Mitte Februar 2023 fängt das ganze westliche Narrativ vom “unprovozierten Angriffskrieg” der Russen an, zu zerbröseln, genauso, wie das Narrativ vom Kriegsbezug der Nordstream-Sprengungen. Vielmehr schält sich heraus, daß in den USA mit der Ukraine ein drittes Scheitern bei dem Versuch, einen Fuß in die russische Tür zu bekommen – nach Georgien und Kasachstan – zwar nicht gewollt, aber durchaus in Kauf genommen worden sein könnte, weil sich ein bislang verschwiegenes Ziel auf jeden Fall realisieren würde: Die Ausschaltung Deutschlands und der EU als wirtschaftlichen Konkurrenten auf dem Weltmarkt via “Bündnispflichten”. Inzwischen ist noch nicht einmal mehr auszuschließen, daß das eigentlich das Hauptziel des ganzen Ukraine-Engagements der USA gewesen ist: Die Bündnistreue der europäischen NATO-Mitglieder dafür auszunützen, sie erstens als Wirtschaftsmacht zu beerdigen – und zweitens, ihr Wiedererstarken durch die Kappung sowohl der Ressourcen aus Russland als auch der freundschaftlichen Beziehungen nach Russland zu verhindern – und dafür in einem politischen und wahrhaftig menschenverachtenden Roulettespiel das Leben von hunderttausenden von Ukrainern und Russen “zu setzen”. Dafür spricht, daß sich in den USA von allem Anfang niemand Illusionen machen konnte darüber, wie das Kräfteverhältnis zwischen NATO und Russland bei Mann und Material in einem Bodenkrieg aussieht. Und wenn solche Illusionen dennoch bestanden haben sollten, dann wäre das ein guter Grund für die Amerikaner, wegen erwiesener Idiotie gleich die “Hände hoch” zu nehmen.

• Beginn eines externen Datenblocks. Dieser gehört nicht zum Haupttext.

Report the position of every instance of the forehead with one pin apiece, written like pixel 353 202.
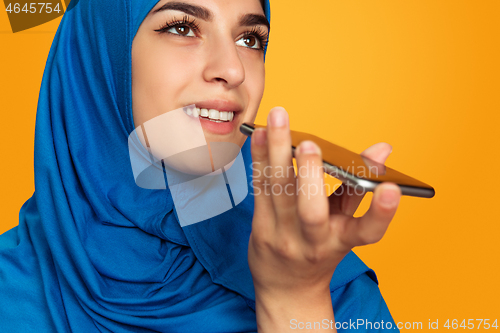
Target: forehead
pixel 208 9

Das ganze UFO- und Ballongedöns der vergangenen Tage läßt darauf schließen, daß in den USA nichts derartig unerwünscht ist, wie eine Debatte um die Sprengung von Nordstream 1&2 sowie die Implikationen daraus. Es ändert aber nichts: Die Zukunft Europas liegt nicht im Vasallentum einer Macht, die ihrem “Exzeptionalismus” frönt – dieser amerikanischen Version einer “Herrenmenschenideologie” sozusagen – , sondern sie liegt in Eurasien. Weshalb den Europäern gar nichts anderes übrig bleibt, als die “trojanischen Pferde” des Transatlantizismus in ihren Reihen zu identifizieren und unschädlich zu machen, um sich von den USA zu emanzipieren. Dort hat man nämlich endgültig die Masken fallen lassen. Die USA sind nicht “Verbündete & Partner” der Europäer, sondern ihre erbittertsten Feinde. Die USA von heute haben mit den “westlichen Werten” nichts mehr zu tun, weil Verrat und Lüge noch nie westliche Werte gewesen sind. Schluß mit “Cheese” für die Kameras!

So lange Deutschland noch der “Zahlmeister” der EU ist, sollte deshalb viel Überzeugungsarbeit geleistet werden, um auch die anderen Europäer für einen fundamentalen Richtungswechsel zu gewinnen. Die Amis haben es ein für allemal vergeigt.